The second operation computes a hash code. The user supplies it, and the package calls it as follows:

     n = (*code)(p, pointer);

     htab_code code;   pointer to function

     const void *p;    pointer to item

     void *pointer;    user-defined pointer

     unsigned n;       hash code of item

The hash code function must have the following properties:

  1. The hash code is in the range from 0 to 255, inclusive.
  2. Matching items produce the same hash code.

The most efficient hash code functions are those that assign roughly equal numbers of items to each hash code. The package supplies two functions that can be used for this purpose with named items:

     htab::code(const char *name);  // case-sensitive
     htab::codei(const char *name); // case-insensitive

The first will return equal hash codes for identical names. The second one will return equal hash codes for names that match except for case.

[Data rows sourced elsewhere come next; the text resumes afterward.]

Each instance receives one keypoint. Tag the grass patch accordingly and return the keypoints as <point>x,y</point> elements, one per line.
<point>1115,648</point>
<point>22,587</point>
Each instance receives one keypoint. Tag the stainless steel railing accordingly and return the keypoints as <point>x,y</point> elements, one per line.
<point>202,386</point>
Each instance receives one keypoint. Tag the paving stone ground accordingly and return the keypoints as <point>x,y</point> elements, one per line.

A hash table is initialized by calling its constructor. Typecasts are generally needed on the first two parameters, since the package expects the match() and code() functions to take (const void *) arguments, whereas the definitions of these functions typically take pointers to a user-defined structure. Here are two ways to create and initialize a hash table:

     htab h((htab_match) match, (htab_code) code, pointer);

     htab *ph = new htab((htab_match) match, (htab_code) code, pointer);

The third argument is a user-defined pointer which will be passed to the match() and code() functions without change. It can be useful if the match() and code() functions for two or more hash tables have a lot of common code and differ in only a few parameter values.

The functions need not be called match() and code(), but the names used in their definitions must match the names supplied to the constructor.

The following member function finds an item in the table which matches a specified item:

     q = h.first(p);

     htab h;           hash table

     const void *p;    pointer to specified item

     void *q;          pointer to matching item, or NULL if there is none

If two or more items in the table match the specified item, this function returns a pointer to one of them. It is not guaranteed to be the first one inserted.

The following member function can be called repeatedly to find other matching items:

     q = h.next();

     htab h;           hash table

     void *q;          pointer to item matching the specimen supplied
                       to the most recent call on h.first() for the
                       same table, or NULL if there are no more

Repeated calls on h.next() after a successful call on h.first() will return pointers to all other matching items. The order in which they are returned is undefined, but each will be returned once, and only once.

The following member function inserts an item into the table after h.first() and h.next() have been called. The item inserted is the one submitted to h.first().

     h.insert();

     htab h;           hash table

When the table is no longer needed, the items in it should be destroyed to prevent memory leaks. The following member function removes an item from the table:

     q = h.remove();

     htab h;           hash table

     void *q;          pointer to item, or NULL if there are no more items

Repeated calls on this function will remove all items in the table. The items are not removed in any particular order, but each of them will be returned once, and only once.

Finally, the destructor will release any memory allocated for the table by the package itself.